Modeling of intricate relational patterns has become a cornerstone of contemporary statistical research and related data science fields. Networks, represented as graphs, offer a natural framework for this analysis. This paper extends the Random Dot Product Graph (RDPG) model to accommodate weighted graphs, markedly broadening the model's scope to scenarios where edges exhibit heterogeneous weight distributions. We propose a nonparametric weighted (W)RDPG model that assigns a sequence of latent positions to each node. Inner products of these nodal vectors specify the moments of their incident edge weights' distribution via moment-generating functions. In this way, and unlike prior art, the WRDPG can discriminate between weight distributions that share the same mean but differ in other higher-order moments. We derive statistical guarantees for an estimator of the nodal's latent positions adapted from the workhorse adjacency spectral embedding, establishing its consistency and asymptotic normality. We also contribute a generative framework that enables sampling of graphs that adhere to a (prescribed or data-fitted) WRDPG, facilitating, e.g., the analysis and testing of observed graph metrics using judicious reference distributions. The paper is organized to formalize the model's definition, the estimation (or nodal embedding) process and its guarantees, as well as the methodologies for generating weighted graphs, all complemented by illustrative and reproducible examples showcasing the WRDPG's effectiveness in various network analytic applications.

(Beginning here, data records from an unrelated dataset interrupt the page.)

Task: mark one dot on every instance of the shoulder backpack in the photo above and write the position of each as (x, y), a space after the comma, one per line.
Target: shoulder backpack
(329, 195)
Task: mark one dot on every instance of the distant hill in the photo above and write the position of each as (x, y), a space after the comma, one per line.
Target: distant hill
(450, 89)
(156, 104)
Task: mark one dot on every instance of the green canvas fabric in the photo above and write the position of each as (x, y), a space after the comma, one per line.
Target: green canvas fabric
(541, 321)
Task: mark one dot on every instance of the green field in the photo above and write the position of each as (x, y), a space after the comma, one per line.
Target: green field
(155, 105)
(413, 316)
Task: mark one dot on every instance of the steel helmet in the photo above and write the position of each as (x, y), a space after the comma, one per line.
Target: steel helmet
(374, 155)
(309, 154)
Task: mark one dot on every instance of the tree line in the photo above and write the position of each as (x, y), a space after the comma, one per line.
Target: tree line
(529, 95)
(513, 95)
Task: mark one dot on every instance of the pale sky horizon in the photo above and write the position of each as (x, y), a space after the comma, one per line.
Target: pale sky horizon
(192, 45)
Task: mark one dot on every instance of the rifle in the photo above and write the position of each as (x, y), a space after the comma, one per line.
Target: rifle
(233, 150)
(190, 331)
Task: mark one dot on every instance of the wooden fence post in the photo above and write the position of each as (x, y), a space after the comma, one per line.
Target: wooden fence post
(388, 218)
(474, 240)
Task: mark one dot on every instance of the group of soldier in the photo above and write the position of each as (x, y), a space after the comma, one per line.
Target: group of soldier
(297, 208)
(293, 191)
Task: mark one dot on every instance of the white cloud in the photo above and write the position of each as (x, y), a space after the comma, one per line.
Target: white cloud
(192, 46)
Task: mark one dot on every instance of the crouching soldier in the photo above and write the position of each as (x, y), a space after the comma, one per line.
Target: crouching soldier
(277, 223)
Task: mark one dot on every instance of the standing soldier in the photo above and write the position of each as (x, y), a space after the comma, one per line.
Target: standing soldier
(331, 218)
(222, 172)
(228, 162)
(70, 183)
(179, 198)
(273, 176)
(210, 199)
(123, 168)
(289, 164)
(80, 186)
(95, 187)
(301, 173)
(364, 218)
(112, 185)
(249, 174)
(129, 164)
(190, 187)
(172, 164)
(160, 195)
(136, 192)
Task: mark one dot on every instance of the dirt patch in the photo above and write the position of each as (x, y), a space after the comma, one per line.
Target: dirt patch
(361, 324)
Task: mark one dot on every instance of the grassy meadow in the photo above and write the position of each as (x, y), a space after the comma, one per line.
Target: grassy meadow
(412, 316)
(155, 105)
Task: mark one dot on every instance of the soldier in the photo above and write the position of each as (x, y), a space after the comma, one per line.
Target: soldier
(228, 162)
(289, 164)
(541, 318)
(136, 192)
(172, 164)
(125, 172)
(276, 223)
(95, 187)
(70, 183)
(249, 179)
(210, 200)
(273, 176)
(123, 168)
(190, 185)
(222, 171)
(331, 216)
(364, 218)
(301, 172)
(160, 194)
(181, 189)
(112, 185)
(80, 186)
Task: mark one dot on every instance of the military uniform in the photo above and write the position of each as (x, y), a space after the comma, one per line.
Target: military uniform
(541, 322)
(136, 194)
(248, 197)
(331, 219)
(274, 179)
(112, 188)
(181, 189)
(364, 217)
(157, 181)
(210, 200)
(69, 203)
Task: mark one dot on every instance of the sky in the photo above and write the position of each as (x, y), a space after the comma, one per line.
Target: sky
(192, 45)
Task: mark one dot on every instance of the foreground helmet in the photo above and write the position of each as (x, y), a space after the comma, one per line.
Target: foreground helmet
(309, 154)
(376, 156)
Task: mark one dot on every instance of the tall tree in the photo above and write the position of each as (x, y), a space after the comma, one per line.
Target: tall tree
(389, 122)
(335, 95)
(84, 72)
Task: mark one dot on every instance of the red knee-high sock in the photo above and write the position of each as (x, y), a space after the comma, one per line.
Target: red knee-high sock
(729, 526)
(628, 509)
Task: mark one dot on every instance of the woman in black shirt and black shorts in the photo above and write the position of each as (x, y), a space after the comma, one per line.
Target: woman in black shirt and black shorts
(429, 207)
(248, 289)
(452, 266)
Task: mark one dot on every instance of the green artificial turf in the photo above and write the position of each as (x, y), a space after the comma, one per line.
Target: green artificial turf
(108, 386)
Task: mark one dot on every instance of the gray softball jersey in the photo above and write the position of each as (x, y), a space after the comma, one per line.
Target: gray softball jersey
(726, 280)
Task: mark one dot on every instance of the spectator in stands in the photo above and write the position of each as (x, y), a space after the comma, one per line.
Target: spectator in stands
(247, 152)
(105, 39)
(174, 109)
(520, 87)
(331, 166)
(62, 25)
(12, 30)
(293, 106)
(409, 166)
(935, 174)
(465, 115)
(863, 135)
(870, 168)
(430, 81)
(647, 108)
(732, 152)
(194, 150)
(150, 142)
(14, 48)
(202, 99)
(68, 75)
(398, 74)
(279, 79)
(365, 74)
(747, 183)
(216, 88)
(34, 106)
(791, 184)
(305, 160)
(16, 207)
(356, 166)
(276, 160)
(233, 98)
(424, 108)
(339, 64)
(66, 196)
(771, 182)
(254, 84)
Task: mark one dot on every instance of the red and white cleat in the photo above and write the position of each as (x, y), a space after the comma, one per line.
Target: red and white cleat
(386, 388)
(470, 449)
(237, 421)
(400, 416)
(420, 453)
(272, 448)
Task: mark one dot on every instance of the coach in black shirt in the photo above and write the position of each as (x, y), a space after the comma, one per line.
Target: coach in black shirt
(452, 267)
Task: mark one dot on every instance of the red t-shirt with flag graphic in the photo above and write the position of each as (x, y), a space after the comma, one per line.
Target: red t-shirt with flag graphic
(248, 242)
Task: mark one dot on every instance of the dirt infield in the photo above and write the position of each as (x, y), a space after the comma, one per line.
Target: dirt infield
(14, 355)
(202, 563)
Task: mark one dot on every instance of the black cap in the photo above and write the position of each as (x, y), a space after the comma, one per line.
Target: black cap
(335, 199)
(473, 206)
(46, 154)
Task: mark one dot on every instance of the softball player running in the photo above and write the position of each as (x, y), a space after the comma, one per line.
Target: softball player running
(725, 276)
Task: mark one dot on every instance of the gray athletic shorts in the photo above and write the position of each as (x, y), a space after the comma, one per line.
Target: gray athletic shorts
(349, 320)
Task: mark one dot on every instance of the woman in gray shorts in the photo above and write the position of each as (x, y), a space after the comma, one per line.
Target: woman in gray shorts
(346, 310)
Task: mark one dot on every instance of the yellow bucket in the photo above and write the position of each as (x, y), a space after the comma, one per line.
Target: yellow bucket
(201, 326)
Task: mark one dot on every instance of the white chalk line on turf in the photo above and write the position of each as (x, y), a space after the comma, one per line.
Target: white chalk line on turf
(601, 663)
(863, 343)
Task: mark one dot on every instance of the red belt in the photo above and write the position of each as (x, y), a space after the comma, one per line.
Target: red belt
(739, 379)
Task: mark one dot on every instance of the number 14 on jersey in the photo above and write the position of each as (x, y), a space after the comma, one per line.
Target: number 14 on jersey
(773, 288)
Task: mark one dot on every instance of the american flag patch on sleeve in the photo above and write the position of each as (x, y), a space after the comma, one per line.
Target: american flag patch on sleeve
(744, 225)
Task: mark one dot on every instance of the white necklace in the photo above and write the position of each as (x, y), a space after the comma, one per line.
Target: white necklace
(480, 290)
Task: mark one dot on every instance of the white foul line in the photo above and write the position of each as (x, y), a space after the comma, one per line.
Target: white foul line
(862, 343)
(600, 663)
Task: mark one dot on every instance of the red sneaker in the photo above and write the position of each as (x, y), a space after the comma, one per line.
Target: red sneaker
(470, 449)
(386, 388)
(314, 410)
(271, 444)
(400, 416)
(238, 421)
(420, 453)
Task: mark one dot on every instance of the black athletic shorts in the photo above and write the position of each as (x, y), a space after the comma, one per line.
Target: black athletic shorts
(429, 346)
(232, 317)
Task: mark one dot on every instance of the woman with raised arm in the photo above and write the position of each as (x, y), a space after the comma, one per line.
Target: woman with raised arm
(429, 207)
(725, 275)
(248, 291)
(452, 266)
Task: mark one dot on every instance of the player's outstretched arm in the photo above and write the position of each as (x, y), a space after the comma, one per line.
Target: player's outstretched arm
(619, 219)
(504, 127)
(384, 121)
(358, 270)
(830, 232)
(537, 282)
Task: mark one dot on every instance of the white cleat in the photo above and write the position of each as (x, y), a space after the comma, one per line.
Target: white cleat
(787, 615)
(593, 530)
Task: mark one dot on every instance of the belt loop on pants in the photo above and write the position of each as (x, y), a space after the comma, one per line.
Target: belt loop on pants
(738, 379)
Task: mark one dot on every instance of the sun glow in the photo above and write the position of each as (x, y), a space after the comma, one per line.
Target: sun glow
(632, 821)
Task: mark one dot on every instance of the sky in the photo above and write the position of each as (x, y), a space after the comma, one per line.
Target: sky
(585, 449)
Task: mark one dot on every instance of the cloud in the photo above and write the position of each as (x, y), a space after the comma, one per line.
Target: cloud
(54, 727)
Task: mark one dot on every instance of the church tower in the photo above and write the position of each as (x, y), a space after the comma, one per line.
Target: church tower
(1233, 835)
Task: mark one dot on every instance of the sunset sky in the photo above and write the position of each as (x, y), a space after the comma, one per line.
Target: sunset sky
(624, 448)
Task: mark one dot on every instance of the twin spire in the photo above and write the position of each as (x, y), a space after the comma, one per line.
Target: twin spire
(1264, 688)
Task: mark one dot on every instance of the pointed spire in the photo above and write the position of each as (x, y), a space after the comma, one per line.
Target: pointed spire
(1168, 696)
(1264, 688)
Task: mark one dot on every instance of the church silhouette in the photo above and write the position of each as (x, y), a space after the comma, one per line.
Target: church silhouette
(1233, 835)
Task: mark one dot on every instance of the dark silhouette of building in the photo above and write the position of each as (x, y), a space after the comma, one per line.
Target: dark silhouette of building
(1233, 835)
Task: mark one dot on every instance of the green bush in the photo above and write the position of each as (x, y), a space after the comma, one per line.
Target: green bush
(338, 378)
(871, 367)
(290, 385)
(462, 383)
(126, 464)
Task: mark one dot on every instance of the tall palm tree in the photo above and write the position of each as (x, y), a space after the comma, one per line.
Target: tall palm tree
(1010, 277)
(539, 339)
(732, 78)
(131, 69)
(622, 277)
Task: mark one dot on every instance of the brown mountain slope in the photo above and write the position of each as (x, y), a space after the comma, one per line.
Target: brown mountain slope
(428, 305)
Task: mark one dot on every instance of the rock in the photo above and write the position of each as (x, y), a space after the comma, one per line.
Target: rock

翻译：复杂关系模式的建模已成为当代统计研究及相关数据科学领域的基石。以图形式呈现的网络为这种分析提供了天然框架。本文扩展了随机点积图（RDPG）模型以适配加权图，显著拓宽了该模型的应用范围，使其能处理边权重呈异质分布的场景。我们提出一种非参数加权（W）RDPG模型，为每个节点分配一系列潜在位置。这些节点向量的内积通过矩生成函数指定其关联边权重分布的矩。与现有方法不同，WRDPG能够区分具有相同均值但高阶矩不同的权重分布。我们推导了基于成熟邻接谱嵌入方法改进的节点潜在位置估计量的统计保证，证明了其一致性和渐近正态性。此外，我们贡献了一个生成框架，能够生成符合（预设或数据拟合）WRDPG模型的图样本，从而便于利用恰当的参考分布对观测图指标进行分析与检验。本文系统阐述了模型定义、估计（或节点嵌入）过程及其理论保证，以及加权图生成方法，并通过可复现的示例展示了WRDPG在多种网络分析应用中的有效性。